FELLOW OF ROYAL SOCIETY.

On 29th February 1776, Captain James Cook was unanimously elected a Fellow of the Royal Society, and his certificate of election was signed by no less than twenty-six of the Fellows. He was formally admitted on 17th March, on which date a paper written by him, on the means he had used for the prevention and cure of scurvy, was read. That he valued his success in dealing with this disease, which, at that time, even in voyages of very moderate length was the most terrible danger to be encountered, is plainly set forth in his Journal of the voyage. He says:

"But whatever may be the public judgment about other matters, it is with real satisfaction and without claiming any merit but that of attention to my duty, that I can conclude this account with an observation which facts enable me to make, that our having discovered the possibility of preserving health amongst a numerous ship's company, for such a length of time in such varieties of climate and amidst such continued hardships and fatigues, will make this voyage remarkable in opinion of every benevolent person, when the disputes about a Southern Continent shall have ceased to engage the attention and to divide the judgment of philosophers."

During his early days at sea it was no unusual thing for a man-of-war to be short-handed through scurvy after a cruise of a few weeks, and in a voyage across the Atlantic as many as twenty per cent of the crew are known to have perished. To give some of his own experiences in the Navy: On 4th June 1756, H.M.S. Eagle arrived in Plymouth Sound, after cruising for two months in the Channel and off the French coast, and Captain Pallisser reported landing 130 sick, buried at sea 22, and since his arrival in port his surgeon and 4 men had died, and both his surgeon's mates were very ill; this out of a complement of 400!

Boscawen, sailing from Halifax for Louisberg in 1758, left several ships behind on account of scurvy, one being the Pembroke, of which Cook was Master; she had lost 29 men crossing the Atlantic, but she was able to rejoin before the others as they were in a worse plight. Wolfe reported to Lord George Sackville that some of the regiments employed at Louisburg had "300 or 400 men eat up with scurvy." Of the Northumberland when at Halifax, Lord Colville wrote that frozen (fresh) beef from Boston kept his men healthy when in port, "but the scurvy never fails to pull us down in great numbers upon our going to sea in spring."

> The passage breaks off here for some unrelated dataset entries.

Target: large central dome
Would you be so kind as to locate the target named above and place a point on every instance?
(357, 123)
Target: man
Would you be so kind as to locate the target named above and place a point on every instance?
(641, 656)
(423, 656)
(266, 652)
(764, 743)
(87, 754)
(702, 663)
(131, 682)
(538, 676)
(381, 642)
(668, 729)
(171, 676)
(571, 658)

Having had such experiences Cook appears to have made up his mind to fight the dreadful scourge from the very first, and though the popular idea is that he only turned his mind to it during the second voyage, it is very evident that on the Endeavour he fought it successfully, and it is most probable would have laid claim to victory had it not been for the serious losses incurred through the malarial fever and its usual companion, dysentery, contracted at Batavia. In proof of this reference may be made to the report of Mr. Perry, surgeon's mate, and, after Mr. Monkhouse's death, surgeon on board. He states they rounded the Horn with the crew "as free from scurvy as on our sailing from Plymouth," i.e. after five months. He reports FOR THE WHOLE OF THE VOYAGE, FIVE CASES OF SCURVY, "three in Port at New Holland, and two while on the Coast of New Zealand, not a man more suffered any inconvenience from this distemper." He was one of the five cases, but, at the same time, it must not be understood that no others developed symptoms of scurvy, only they were so closely watched and at once subjected to such treatment that the disease was not able to gain the upper hand. Cook wrote to the Secretary to the Admiralty immediately after his arrival at Batavia, saying, "I have not lost one man from sickness." He means here, as elsewhere in his Journals, "sickness" to be taken as scurvy, and at that time he had lost only seven men: two of Mr. Banks's servants from exposure; three men drowned; Mr. Buchan, a fit, probably apoplectic; and one man, alcoholic poisoning. He arrived at home with a total loss of forty-one, including Tupia and his boy; thirty-two of these deaths were from fever and dysentery, and 2, Mr. Hicks and Sutherland, from consumption.